A time capsule of computer code is buried deep in the Arctic
- Buried underground near the Svalbard Global Seed Vault is the Arctic World Archive safeguarding humanity's books, documents, and data.
- The Archive includes the massive GitHub library of software code behind the world's open-source applications.
- Information in the vault is stored on special media said to be durable for 1,000 years.
For a place that's so cold, Norway's Svalbard archipelago is downright hot when it comes to safeguarding some of humanity's most precious stuff. We've written before about the Svalbard Global Seed Vault that holds the world's backup supply of seeds capable of replanting our planet's flora should some horrible catastrophe occur. Since 2017, there's been another critical repository embedded about 91 meters down in that Svalbardian mountain: It's called the Arctic World Archive (AWA) and it holds the world's books, documents, and data from across the globe.
The Arctic World Archive
The AWA describes itself as "home to manuscripts from the Vatican Library, political histories, masterpieces from different eras (including Rembrandt and Munch), scientific breakthroughs and contemporary cultural treasures." Government and research facilities can store their data at AWA, as can private companies and individuals, for a price.

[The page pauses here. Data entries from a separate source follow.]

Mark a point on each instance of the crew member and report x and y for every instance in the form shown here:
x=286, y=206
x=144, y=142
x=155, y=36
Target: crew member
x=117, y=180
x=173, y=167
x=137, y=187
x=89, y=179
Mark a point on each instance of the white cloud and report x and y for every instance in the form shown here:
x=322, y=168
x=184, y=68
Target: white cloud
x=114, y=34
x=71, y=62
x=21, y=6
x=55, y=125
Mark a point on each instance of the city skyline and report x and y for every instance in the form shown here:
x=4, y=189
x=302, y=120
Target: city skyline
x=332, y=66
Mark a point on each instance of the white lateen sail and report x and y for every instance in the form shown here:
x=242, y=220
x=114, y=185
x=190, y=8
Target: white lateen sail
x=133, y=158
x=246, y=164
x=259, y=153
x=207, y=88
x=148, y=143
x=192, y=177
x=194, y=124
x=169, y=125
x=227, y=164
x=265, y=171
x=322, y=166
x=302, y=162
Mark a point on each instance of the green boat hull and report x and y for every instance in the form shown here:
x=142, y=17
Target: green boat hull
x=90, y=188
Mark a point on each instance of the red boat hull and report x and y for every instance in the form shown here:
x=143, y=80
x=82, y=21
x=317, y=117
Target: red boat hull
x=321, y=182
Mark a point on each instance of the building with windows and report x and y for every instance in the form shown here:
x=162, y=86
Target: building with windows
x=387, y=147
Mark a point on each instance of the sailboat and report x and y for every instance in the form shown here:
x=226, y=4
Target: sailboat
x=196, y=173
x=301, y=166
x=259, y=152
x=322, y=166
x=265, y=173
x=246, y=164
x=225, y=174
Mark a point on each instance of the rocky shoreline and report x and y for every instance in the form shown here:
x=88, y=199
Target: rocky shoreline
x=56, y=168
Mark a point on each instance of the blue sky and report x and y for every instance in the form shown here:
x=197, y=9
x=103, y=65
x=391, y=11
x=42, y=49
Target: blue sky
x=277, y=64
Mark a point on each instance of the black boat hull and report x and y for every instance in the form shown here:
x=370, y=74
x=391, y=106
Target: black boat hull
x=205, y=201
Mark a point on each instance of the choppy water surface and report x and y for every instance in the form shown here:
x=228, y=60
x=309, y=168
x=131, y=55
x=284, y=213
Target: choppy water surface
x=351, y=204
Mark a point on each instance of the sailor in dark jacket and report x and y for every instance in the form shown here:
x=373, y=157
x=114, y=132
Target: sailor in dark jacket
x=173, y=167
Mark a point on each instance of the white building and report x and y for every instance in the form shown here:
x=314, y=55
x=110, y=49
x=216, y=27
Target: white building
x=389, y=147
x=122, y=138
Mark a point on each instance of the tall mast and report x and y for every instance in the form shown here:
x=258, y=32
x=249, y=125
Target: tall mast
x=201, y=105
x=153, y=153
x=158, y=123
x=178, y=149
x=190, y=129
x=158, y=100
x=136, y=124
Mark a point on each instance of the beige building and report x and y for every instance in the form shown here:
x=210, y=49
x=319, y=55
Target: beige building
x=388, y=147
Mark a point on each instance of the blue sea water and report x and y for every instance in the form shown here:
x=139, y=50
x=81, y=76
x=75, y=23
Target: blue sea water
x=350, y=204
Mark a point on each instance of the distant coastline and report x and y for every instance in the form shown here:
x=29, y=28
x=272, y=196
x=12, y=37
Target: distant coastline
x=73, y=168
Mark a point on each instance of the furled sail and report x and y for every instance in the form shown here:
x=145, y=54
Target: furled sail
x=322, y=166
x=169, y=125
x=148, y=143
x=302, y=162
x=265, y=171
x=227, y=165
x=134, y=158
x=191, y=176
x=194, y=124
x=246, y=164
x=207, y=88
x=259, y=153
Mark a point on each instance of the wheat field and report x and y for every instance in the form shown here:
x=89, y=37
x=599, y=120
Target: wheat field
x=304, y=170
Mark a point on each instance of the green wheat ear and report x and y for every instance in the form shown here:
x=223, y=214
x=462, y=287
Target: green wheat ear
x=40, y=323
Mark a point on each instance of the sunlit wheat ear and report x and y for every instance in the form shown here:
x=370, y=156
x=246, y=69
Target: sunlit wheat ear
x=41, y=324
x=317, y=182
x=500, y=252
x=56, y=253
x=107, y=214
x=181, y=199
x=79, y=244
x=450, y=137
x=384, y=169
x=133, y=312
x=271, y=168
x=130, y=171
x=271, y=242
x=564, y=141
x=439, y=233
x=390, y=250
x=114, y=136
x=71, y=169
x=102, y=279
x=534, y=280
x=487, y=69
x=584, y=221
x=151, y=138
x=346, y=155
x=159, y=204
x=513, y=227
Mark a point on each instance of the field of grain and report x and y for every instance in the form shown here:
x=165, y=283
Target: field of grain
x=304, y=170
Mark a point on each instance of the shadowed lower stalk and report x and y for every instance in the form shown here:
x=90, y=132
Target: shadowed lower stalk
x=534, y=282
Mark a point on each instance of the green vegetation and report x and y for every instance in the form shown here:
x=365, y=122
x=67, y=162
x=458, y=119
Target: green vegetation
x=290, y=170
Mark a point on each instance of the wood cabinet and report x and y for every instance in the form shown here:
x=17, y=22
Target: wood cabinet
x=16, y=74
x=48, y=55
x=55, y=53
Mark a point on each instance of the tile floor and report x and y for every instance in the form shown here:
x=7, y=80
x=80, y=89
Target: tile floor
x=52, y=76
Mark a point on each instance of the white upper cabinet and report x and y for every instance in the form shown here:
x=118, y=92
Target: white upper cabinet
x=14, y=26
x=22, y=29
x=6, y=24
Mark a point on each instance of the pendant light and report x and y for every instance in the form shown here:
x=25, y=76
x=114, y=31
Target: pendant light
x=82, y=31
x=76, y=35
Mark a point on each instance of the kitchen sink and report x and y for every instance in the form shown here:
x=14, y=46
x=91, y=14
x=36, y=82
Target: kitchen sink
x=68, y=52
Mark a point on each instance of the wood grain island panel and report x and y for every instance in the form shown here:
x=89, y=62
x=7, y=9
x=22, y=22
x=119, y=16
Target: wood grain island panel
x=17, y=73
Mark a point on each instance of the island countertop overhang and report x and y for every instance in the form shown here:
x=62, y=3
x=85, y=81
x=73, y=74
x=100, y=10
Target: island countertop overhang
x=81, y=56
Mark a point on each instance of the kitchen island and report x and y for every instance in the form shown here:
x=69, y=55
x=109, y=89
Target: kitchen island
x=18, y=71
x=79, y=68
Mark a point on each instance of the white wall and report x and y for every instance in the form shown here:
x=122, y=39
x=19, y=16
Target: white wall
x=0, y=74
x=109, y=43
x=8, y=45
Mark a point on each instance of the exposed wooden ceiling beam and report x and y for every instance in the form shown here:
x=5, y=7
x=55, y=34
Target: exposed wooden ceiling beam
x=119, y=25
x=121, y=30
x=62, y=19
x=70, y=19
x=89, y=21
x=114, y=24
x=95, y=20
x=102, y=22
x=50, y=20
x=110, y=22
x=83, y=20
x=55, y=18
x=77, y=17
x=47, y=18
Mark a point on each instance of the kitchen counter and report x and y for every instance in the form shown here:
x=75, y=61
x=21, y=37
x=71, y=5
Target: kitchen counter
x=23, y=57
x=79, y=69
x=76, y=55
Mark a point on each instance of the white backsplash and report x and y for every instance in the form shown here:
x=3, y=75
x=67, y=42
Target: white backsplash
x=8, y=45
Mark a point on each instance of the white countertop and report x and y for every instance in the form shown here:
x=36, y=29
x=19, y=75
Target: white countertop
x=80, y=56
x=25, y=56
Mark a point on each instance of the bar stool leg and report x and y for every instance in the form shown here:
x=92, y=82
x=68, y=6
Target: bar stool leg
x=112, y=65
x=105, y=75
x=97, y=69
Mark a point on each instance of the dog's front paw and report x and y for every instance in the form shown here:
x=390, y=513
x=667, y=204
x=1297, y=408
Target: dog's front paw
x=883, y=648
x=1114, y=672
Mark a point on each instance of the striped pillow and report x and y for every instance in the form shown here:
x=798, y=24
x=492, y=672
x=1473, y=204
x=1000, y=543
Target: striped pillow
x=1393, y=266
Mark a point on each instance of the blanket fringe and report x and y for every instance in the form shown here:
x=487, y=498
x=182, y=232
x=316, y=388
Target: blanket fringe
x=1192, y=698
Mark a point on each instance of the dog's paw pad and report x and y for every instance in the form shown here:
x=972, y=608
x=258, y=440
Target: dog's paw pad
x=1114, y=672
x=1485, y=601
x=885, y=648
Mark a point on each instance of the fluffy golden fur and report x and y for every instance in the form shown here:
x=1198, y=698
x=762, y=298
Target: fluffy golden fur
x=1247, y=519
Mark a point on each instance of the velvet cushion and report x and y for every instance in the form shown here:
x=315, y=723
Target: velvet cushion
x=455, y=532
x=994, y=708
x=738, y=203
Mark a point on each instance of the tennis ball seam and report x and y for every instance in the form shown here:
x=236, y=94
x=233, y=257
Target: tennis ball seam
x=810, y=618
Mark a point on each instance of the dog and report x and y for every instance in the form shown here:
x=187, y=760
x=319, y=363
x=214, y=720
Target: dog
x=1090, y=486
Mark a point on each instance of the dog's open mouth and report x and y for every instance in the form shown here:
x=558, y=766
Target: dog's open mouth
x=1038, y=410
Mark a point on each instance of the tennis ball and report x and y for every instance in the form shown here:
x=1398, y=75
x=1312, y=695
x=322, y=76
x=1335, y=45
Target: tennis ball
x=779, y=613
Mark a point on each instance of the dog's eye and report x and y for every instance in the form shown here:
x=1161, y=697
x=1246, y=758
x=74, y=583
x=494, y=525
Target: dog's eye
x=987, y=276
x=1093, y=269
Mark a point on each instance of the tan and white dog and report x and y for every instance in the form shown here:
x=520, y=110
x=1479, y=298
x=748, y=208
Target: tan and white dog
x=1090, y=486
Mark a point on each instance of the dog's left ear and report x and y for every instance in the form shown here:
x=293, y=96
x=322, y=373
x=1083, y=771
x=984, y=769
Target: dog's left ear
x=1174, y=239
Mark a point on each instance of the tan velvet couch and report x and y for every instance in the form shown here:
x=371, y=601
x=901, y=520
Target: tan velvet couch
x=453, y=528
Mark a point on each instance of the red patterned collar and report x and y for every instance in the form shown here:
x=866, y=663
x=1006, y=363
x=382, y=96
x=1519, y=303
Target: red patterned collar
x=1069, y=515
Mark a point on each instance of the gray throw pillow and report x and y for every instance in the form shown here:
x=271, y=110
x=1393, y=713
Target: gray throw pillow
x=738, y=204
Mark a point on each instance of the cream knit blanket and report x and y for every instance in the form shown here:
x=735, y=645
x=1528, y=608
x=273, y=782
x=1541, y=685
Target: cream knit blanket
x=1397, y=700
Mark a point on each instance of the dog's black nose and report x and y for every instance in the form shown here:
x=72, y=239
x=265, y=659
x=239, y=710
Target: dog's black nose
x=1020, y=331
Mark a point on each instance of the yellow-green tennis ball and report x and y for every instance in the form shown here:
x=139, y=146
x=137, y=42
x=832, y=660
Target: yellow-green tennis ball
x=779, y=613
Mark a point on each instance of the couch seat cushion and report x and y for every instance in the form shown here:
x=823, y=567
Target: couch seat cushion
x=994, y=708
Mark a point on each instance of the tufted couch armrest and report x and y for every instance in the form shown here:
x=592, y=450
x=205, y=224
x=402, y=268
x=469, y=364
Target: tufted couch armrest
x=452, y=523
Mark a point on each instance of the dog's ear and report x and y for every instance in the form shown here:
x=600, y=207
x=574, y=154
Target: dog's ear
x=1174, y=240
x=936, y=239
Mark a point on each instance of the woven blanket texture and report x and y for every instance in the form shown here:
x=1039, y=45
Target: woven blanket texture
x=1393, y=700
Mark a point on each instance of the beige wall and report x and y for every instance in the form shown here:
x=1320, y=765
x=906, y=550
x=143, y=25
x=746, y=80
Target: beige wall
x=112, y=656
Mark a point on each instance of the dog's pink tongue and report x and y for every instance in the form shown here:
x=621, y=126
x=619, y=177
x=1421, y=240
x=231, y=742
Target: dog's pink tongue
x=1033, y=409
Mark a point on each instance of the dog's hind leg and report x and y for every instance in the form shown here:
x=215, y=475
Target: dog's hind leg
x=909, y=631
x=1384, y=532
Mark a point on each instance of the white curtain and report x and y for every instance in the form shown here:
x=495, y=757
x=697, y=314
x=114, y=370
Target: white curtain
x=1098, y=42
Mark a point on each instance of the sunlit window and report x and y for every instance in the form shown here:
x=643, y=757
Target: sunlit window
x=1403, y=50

"Our ambition is to be a secure world archive to help preserve the world's digital memory and ensure that the world's most irreplaceable digital memories of art, culture and literature are secured and made available to future generations." — Arctic World Archive
AWA's first deposits were made by the National Archives of Mexico and Brazil, and have been joined by a growing number of entities from over 15 countries. These include the National Museum of Norway, the European Space Agency, the Museum of the Person, and major global corporations.
GitHub’s vault with a vault
Within the AWA is the GitHub Arctic Code Vault, located roughly 76 meters below the Svalbard surface. GitHub is the preeminent library of programming code for those who develop open-source software applications. Each directory — think: folder — of code is a GitHub repository. Together, it's a massive resource used continually by countless programmers storing and sharing their source code. GitHub says it has 37 million users and holds over 100 million repositories.
21 terabytes of GitHub data have already been moved to the code vault — or copied, presumably, since GitHub remains an active day-to-day resource — beginning with the 2019 deposit of 6,000 of the most important repositories GitHub held at the time. The latest transfer contains a snapshot of all of GitHub's active libraries as of February 2, 2020.
Says GitHUb's director of strategic programs, Julia Metcalf, "Our mission is to preserve open-source software for future generations by storing your code in an archive built to last a thousand years." It's hoped that the source code in the vault will provide insight into today's programming and provide a trail of bread-crumbs that reveals the workings of apps from our era, apps that may become foundational for future applications.
How to store data for the future
The lifespan of any given storage medium is brief. Gone the way of the dinosaurs are floppy disks, cassettes, and so on — a 10-year-old may even wonder what a CD was. "It is easy to envision a future in which today's software is seen as a quaint and long-forgotten irrelevancy, until an unexpected need for it arises," says the GitHub Archive Program website. So, AWA data is stored on a specially developed, digital archival film called piqlFilm — GitHub alone has filled up 186 reels of it so far. This may at first seem sort of a retro approach, but it's not.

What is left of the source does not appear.